I use an ad for Escape cologne that pictures a naked male model towering over a naked women looking up at him and pressed against his chest. Who is in control and how is this shown? Ad couples are invariably portrayed as sexually voracious, but messages also confirm who has power. If the ad producers printed the same message rotating it 90 degrees to the right how does the message of power change? (The woman appears to be "coming onto" the man) Notably, while this product is consumed by men the ad itself appeared in Mademoiselle magazine. The message is for women; expectations of male power and control are normal and desirable.
Although deconstructing media messages reveals important links between sexism, thought control and maintaining the male-dominant status quo, the ultimate radical act is to make our own media. This could mean making parody magazine ads like those published in Adbusters Quarterly or producing a video like students did in Bridgewater, Nova Scotia. The teens involved in the project researched, wrote and acted in an 8 minute video entitled No Means No that speaks creatively about how sex role stereotypes can lead to sexual assault. Ultimately, what more can be done than to give young people the power to make their own stories come alive?
In conclusion, media literacy is a teachable skill that can bridge the gap between the classroom and the culture. It is about a new awakening that stimulates critical thinking skills, labels sexism and fosters attitudes in support of gender equity, puts personal choice back into our self esteem and exposes the truth about the corporate dependency on consumerism.
At the dawn of the 500 channel universe we can anticipate an increased daily diet of culturally scripted stereotypes, but I believe men and women can work as allies against sexism and violence in the media.
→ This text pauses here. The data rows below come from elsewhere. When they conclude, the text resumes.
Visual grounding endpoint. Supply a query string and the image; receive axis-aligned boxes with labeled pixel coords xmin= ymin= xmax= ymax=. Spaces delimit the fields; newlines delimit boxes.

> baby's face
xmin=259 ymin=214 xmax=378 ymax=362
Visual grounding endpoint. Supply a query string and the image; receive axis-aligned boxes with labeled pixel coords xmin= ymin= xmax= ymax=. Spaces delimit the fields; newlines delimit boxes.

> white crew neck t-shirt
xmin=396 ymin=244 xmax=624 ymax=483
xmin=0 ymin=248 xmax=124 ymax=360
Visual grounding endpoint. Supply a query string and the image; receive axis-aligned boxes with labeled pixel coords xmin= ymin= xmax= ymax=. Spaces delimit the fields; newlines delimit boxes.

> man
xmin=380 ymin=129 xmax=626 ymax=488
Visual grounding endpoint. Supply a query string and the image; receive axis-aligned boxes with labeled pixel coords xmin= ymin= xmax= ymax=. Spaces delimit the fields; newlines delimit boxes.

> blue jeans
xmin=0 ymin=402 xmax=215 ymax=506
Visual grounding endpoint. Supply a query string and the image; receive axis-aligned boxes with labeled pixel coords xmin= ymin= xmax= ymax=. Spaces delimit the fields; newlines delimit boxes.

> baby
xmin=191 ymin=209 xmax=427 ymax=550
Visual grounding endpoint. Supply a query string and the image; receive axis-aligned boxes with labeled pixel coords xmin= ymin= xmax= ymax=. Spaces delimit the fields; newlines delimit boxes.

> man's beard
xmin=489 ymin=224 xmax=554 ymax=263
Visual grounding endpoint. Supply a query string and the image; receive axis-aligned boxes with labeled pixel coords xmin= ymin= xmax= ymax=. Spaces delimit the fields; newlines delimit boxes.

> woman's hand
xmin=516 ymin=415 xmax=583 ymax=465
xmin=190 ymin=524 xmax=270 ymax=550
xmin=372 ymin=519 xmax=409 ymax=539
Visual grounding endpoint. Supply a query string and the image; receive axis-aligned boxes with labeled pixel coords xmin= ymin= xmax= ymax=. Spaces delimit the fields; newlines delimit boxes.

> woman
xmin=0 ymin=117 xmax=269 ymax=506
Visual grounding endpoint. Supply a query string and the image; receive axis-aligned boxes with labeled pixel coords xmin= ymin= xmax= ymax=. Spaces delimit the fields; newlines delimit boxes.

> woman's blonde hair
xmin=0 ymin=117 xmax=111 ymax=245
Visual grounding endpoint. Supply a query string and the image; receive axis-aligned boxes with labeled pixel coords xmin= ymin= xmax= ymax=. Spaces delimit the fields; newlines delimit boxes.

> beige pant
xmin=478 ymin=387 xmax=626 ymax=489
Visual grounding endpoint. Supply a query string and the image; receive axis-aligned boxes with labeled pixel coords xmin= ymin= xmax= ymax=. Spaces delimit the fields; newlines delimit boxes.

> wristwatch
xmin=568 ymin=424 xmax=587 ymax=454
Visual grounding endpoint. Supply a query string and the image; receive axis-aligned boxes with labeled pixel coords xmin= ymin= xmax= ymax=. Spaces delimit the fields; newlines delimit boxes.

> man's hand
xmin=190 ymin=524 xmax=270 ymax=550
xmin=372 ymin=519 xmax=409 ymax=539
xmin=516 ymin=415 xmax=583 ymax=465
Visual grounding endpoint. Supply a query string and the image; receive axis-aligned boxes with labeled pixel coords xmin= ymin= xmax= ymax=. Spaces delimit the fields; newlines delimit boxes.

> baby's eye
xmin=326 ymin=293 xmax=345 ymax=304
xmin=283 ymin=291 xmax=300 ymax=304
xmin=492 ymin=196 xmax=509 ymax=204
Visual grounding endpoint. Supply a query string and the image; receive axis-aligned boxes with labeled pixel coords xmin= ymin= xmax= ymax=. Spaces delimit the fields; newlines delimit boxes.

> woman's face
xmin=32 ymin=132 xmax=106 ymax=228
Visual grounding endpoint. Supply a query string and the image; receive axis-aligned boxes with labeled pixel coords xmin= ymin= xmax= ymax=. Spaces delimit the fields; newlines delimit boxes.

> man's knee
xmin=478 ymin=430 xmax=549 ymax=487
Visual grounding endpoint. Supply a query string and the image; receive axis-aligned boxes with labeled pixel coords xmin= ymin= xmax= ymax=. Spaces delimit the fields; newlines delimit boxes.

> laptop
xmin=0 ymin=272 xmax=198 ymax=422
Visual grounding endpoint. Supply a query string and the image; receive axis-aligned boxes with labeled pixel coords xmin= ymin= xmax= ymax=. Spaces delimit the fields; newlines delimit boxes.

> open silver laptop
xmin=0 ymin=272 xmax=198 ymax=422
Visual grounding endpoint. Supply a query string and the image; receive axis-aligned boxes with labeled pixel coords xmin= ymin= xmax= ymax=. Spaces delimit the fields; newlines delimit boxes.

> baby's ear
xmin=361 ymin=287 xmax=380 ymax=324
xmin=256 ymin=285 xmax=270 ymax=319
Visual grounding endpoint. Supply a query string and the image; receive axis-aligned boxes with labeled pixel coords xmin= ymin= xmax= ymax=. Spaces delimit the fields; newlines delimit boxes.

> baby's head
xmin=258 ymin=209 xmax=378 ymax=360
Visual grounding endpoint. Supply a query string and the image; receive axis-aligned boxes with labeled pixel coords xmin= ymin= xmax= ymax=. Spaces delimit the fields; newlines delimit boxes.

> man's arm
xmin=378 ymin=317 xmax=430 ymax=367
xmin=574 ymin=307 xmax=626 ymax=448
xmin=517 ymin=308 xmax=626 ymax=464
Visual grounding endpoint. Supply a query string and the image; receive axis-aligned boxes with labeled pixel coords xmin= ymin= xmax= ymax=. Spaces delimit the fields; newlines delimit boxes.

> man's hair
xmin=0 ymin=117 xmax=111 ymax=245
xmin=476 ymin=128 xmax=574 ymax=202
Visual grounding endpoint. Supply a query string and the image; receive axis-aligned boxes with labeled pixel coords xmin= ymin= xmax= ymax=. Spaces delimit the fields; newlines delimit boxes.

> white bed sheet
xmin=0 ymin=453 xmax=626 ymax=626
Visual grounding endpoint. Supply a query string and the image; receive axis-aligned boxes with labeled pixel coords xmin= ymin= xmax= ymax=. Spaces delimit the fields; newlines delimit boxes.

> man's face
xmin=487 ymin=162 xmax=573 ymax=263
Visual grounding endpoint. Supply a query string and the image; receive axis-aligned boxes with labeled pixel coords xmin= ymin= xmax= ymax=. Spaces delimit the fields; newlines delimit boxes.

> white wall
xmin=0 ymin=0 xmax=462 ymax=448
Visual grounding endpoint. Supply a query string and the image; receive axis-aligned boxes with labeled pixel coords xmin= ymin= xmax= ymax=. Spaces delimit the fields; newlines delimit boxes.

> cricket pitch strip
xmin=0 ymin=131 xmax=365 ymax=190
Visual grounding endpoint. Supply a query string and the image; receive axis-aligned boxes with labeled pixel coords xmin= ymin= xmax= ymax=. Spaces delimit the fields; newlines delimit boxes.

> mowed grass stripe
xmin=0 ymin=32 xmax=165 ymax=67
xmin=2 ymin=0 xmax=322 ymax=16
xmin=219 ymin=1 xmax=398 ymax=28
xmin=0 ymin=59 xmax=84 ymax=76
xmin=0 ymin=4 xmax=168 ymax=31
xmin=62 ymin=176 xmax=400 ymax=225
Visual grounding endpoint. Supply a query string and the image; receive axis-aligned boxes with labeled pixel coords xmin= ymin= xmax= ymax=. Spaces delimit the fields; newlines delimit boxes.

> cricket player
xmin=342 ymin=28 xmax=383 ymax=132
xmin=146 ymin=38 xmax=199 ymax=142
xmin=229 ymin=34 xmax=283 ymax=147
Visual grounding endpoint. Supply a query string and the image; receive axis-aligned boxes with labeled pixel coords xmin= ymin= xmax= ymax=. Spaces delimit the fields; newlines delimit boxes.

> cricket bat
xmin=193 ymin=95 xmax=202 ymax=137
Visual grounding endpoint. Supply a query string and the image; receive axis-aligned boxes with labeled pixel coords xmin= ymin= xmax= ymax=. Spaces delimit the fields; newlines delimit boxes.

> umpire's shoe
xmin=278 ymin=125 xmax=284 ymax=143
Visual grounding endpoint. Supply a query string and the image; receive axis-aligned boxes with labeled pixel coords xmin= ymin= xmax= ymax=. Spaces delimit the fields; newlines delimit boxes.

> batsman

For me the real promise of using media literacy in the quest for gender equity is to empower us all with a lifetime of skills that can create authentic people and lasting relationships.
A student in a recent workshop summarized it best. Johanna, age 15, said, "I think that in order to understand things in our society we have to be able to understand what the media motives are. Then we can really more concentrate on who we are instead of what other people want us to be."